Mearns in half a gale: adventure in a boat
In his second attempt to swim across the English Channel, which was started yesterday morning, James Mearns, of Aberdeen, the Scottish champion long-distance swimmer, had the bad fortune to be caught in half a gale of wind about two hours after starting. On his first attempt, a fortnight ago, Mearns narrowly missed achieving his object, in a fine swim of fourteen hours. The heavy seas set up by the strong wind yesterday caused the captain of the tug, after Mearns had covered eight miles in three hours and ten minutes, to advise the abandonment of the attempt, as it would be madness to continue it in such conditions. That this advice was right was proved by the Strong gale which sprang up in the Channel a few hours later. Among those who accompanied Mearns on his swim were Councillors Duncan and Leith, of the Aberdeen Town Council, and Mr. F. Brew and Mr. G. Henry, captain and secretary respectively of the Aberdeen Swimming Club, to which Mearns belongs.

An exciting adventure befell a boatload of the party who were attempting to find a place for the swimmer to start from. In the darkness, soon after two o’clock yesterday morning, the boat struck a rock and narrowly escaped capsizing.
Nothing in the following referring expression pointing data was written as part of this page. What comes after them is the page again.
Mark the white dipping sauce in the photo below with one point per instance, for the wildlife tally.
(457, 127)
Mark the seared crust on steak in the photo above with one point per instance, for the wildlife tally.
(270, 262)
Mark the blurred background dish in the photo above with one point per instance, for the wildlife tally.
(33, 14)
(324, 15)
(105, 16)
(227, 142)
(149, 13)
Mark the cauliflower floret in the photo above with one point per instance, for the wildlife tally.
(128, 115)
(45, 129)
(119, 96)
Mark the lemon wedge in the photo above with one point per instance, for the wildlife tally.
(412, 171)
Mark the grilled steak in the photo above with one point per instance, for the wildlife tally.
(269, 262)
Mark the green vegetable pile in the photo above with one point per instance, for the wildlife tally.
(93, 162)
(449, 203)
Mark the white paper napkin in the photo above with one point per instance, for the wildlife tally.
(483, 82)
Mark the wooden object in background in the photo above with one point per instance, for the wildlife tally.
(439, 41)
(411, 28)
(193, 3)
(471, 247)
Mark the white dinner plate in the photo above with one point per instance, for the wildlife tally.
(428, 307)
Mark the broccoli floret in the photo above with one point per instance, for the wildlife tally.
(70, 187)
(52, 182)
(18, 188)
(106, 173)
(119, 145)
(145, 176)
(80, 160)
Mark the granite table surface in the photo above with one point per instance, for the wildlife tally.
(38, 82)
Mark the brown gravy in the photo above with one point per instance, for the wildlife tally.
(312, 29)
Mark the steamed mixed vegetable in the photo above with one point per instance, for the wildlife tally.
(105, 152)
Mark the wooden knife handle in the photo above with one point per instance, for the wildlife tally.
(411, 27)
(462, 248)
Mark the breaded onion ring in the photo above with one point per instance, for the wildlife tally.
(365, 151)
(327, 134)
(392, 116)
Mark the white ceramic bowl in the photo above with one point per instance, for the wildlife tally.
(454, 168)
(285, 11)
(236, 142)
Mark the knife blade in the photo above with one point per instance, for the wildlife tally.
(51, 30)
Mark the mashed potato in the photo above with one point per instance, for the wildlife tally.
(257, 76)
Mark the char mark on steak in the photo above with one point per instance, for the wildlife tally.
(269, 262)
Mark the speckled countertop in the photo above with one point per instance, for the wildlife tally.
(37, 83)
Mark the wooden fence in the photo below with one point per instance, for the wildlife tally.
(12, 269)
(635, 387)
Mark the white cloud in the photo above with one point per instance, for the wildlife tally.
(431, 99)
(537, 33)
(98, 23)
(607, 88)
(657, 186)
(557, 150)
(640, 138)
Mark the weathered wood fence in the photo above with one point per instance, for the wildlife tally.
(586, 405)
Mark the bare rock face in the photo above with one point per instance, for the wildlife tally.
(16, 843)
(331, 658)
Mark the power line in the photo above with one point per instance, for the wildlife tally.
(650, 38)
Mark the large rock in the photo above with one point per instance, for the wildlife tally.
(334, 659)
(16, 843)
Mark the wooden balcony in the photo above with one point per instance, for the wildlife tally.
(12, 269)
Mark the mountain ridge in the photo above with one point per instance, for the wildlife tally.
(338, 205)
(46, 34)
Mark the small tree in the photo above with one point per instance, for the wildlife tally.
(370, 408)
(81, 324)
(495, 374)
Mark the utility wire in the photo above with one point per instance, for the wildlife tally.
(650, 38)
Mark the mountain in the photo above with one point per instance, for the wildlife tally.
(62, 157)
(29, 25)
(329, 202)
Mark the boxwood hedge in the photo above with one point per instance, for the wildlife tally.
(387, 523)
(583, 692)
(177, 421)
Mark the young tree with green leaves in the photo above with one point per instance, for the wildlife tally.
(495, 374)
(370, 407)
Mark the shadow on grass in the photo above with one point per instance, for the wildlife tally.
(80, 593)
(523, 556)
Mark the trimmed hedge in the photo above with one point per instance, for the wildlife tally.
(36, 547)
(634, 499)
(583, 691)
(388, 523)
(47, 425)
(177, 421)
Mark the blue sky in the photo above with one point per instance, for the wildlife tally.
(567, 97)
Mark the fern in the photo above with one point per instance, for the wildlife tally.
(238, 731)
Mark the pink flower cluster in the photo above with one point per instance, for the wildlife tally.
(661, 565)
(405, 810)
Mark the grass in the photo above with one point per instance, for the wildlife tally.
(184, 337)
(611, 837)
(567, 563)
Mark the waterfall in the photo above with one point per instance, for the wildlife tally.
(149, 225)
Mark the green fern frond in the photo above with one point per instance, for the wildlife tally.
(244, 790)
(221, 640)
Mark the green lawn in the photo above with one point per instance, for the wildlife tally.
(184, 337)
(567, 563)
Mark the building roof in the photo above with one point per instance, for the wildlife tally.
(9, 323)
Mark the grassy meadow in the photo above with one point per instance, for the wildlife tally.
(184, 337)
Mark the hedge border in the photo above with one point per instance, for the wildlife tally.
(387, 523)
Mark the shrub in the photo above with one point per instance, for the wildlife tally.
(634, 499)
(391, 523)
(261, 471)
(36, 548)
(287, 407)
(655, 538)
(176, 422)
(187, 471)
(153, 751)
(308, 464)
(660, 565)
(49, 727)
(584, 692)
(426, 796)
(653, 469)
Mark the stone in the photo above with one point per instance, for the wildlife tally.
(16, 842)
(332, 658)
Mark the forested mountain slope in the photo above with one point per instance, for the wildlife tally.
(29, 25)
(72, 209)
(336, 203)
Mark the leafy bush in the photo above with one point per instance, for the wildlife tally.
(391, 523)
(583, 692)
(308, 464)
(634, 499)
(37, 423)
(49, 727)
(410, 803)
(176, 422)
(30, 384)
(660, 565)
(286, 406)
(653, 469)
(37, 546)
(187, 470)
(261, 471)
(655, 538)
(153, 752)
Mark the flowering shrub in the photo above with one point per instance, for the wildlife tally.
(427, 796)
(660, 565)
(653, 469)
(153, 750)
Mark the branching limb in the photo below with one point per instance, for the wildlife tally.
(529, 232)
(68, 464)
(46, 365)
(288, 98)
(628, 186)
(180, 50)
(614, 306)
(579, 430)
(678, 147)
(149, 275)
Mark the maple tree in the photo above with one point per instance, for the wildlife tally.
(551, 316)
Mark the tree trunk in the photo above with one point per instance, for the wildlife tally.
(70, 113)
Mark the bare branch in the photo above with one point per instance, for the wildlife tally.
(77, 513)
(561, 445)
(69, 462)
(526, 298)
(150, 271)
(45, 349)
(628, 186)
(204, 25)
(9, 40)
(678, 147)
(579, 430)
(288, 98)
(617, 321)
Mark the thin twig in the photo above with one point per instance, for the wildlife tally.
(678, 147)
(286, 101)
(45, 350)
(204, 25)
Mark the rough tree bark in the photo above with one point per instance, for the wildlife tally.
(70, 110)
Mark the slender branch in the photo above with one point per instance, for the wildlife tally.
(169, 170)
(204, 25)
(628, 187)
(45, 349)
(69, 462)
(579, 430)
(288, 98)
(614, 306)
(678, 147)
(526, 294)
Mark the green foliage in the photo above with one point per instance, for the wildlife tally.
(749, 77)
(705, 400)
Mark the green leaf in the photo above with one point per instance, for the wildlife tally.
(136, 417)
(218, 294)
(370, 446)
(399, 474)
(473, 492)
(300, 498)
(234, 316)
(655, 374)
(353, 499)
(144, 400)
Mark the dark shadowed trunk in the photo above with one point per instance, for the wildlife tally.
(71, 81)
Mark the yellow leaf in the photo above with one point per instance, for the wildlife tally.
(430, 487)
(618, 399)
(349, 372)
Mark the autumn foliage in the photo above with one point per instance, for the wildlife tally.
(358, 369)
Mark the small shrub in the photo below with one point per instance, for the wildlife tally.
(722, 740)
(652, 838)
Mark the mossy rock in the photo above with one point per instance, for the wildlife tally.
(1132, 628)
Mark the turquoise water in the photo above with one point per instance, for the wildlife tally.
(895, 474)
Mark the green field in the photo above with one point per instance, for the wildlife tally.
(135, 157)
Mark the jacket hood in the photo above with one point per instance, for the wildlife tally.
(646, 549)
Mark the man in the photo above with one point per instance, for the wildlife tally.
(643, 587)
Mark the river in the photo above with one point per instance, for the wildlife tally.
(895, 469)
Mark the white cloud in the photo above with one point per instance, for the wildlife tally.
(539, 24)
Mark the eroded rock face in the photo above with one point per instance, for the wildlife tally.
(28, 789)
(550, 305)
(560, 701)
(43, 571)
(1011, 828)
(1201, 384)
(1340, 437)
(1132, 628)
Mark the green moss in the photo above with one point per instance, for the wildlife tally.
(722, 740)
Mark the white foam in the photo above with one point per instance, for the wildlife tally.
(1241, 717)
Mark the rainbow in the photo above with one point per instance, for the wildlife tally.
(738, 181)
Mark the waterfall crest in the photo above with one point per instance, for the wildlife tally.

At length the effort to get the boat ashore was given up, and Mearns was greased in the boat and had to swim ashore before he could make his start.

Holbein and Wolffe
Montague Holbein, who with a large party of friends has been at Dover for several days awaiting a favourable opportunity for an attempt to swim across the Channel. postponed the project owing to the bad weather, until the next neap tides, a fortnight hence.

Holbein had a conference with the party who had accompanied Mearns on his attempt and the captain of the tug, who all advised that the sea was too rough.
J. Wolffe had also again to postpone his attempt.